I’ve got babies on the brain!!  Poor timing too…I must say.  But there are so many people around me getting preggo that I feel like I’m losing time to have one last little fat lovable giggling mess of a child.

I told my husband that January is the perfect month to get pregnant in, because then I won’t have to be a fat cow through all of the holidays next year…but I just don’t know if I want to go through all the pregnancy stuff again.  The fatigue, the cravings, the hemorrhoids, not to mention the stretch marks!  And, if I’m being honest with myself, I know that having a tiny baby isn’t all fun and games, what with the up all night, the crying, the postpartum depression, the tantrums, the potty training….but I want my kids to have lots of brothers and sisters.
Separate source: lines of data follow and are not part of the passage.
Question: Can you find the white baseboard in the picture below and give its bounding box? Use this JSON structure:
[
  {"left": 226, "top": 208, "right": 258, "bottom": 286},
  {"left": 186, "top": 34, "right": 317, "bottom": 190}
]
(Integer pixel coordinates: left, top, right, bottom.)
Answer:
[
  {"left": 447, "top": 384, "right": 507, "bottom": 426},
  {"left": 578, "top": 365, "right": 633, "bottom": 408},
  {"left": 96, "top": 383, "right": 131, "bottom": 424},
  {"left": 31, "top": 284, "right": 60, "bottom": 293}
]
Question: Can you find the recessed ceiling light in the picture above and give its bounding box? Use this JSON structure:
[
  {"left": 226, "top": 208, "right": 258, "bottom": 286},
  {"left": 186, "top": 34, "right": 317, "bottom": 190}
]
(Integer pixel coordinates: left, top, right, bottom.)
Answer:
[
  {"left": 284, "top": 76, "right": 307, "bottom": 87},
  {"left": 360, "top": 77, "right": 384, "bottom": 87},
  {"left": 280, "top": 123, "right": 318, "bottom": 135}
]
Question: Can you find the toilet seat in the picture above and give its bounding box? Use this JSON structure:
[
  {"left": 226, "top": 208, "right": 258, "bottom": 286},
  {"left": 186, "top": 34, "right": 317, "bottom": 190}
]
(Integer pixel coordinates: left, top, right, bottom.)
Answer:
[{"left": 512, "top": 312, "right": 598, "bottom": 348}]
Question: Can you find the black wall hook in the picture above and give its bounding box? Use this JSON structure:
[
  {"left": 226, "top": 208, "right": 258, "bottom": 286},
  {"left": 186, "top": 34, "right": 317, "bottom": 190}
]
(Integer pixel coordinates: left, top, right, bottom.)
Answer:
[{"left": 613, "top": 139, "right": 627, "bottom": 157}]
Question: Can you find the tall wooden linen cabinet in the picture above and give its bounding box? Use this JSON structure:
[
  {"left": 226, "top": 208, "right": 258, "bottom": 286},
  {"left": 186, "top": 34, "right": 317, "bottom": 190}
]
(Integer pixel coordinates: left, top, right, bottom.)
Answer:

I think it’s necessary to have lots of people who love you and that you love to rely on in this world.  Family is important.  We all need unconditional love, and no matter how crazy your family is, they have to love you.  Right?  It’s somewhere in the paperwork.  Well, either way, I’m thinking about it.  We’ll see…like I said earlier, my timing is somewhat off, considering the move we’re about to do, the money, and all the other worries of the world.  But part of me feels like if I try to wait until we are truly ready, I won’t do it.  Because I am NOT gonna be 35 and a mommy to a newborn.  Nope.  Just not gonna do it.